Search code examples
linuxmd5rsyncchecksum

How can I print/log the checksum calculated by rsync?


I have to transfer millons of files of very different size summing up almost 100 TB between two Linux servers. It's easy to do it the first time with rsync, and quite safe, because data can be checksum'ed.

However, I need to keep a list of files and their checksum to do some checks regularly in the future.

Is there a way to tell rsync to print/log the checksum of the file? And in case this is not feasible: Which tool/command would you recommend considering that performance is very important?

Thanks in advance!


Solution

  • It is possible to include the transfer md5 checksum in logging since rsync 3.1.0 (released on 28 Sep 2013):

    Added the "%C" escape to the log-output handling, which will output the MD5 checksum of any transferred file, or all files if --checksum was specified (when protocol 30 or above is in effect).

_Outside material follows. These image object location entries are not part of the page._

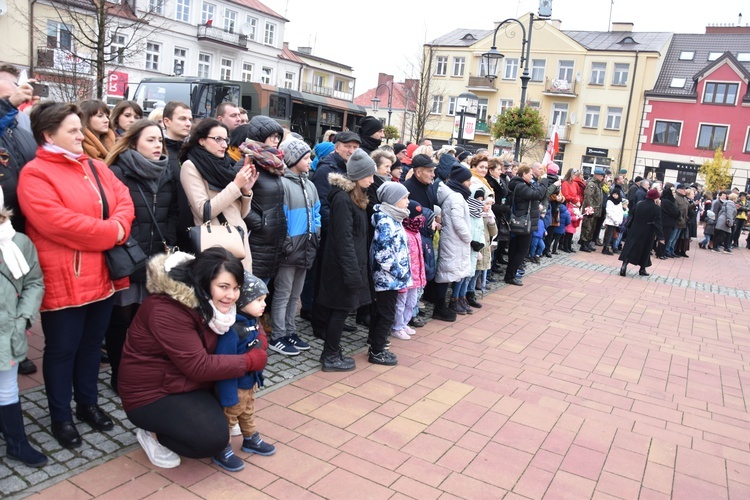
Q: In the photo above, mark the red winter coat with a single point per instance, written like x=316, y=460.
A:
x=63, y=209
x=169, y=348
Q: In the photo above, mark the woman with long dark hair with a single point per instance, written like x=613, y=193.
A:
x=62, y=193
x=139, y=161
x=168, y=363
x=208, y=175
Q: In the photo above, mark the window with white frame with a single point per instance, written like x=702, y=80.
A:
x=226, y=69
x=591, y=118
x=565, y=70
x=482, y=109
x=503, y=105
x=712, y=136
x=204, y=65
x=510, y=71
x=153, y=51
x=436, y=104
x=180, y=60
x=538, y=67
x=230, y=20
x=614, y=118
x=252, y=24
x=182, y=12
x=458, y=66
x=59, y=36
x=208, y=12
x=156, y=7
x=117, y=49
x=720, y=93
x=270, y=34
x=620, y=76
x=266, y=75
x=597, y=73
x=667, y=133
x=247, y=72
x=441, y=65
x=559, y=112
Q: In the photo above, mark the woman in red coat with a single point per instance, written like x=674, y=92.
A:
x=63, y=204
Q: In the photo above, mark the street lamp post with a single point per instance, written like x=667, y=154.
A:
x=376, y=101
x=493, y=57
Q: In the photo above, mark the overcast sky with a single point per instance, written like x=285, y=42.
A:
x=387, y=35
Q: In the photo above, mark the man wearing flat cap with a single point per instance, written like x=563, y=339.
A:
x=371, y=133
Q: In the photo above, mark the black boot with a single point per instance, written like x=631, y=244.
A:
x=18, y=447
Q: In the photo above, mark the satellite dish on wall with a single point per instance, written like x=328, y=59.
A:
x=246, y=29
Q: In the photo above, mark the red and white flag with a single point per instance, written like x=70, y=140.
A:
x=553, y=147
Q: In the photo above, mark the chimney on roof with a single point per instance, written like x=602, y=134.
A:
x=622, y=27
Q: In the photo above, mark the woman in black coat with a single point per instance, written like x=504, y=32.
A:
x=522, y=196
x=266, y=222
x=344, y=282
x=139, y=161
x=645, y=226
x=669, y=215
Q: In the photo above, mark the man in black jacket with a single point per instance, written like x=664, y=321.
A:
x=178, y=121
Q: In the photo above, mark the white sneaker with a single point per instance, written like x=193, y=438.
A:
x=158, y=454
x=400, y=334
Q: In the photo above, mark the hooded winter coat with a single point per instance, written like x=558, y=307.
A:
x=344, y=282
x=302, y=211
x=454, y=251
x=169, y=348
x=64, y=220
x=19, y=304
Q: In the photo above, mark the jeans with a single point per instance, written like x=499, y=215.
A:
x=405, y=303
x=191, y=424
x=72, y=352
x=287, y=289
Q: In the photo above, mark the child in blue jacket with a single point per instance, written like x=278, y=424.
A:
x=237, y=395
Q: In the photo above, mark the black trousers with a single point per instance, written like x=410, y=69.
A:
x=72, y=352
x=517, y=250
x=382, y=320
x=191, y=424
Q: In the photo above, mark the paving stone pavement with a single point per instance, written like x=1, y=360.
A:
x=538, y=394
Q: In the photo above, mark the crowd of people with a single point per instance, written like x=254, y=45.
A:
x=362, y=226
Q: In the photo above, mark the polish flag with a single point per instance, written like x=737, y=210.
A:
x=553, y=147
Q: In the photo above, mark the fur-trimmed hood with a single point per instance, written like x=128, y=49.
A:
x=159, y=281
x=341, y=182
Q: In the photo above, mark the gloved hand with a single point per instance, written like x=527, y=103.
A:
x=255, y=360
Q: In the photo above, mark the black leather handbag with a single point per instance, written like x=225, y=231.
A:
x=122, y=260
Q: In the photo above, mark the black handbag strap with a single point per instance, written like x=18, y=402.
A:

    For example, the log format %i %f B:%l md5:%C will log each transfer similar to

    >f+++++++++ 00/64235/0664eccc-364e-11e2-af18-57a6d04fd4d5 B:16035388 md5:8ab769aa5224514a41cee0e3e2fe3aad
    

    Take note that this is the md5 sum calculated to verify transfer integrity - it is available even for transfers without the --checksum flag. This change also allows to log the checksum if just one side of the transfer is 3.1.0 or newer. For example, you can have a newer rsync daemon on the target machine do the checksum logging, but send with an older rsync client as long as md5 is used (3.0.0 or newer).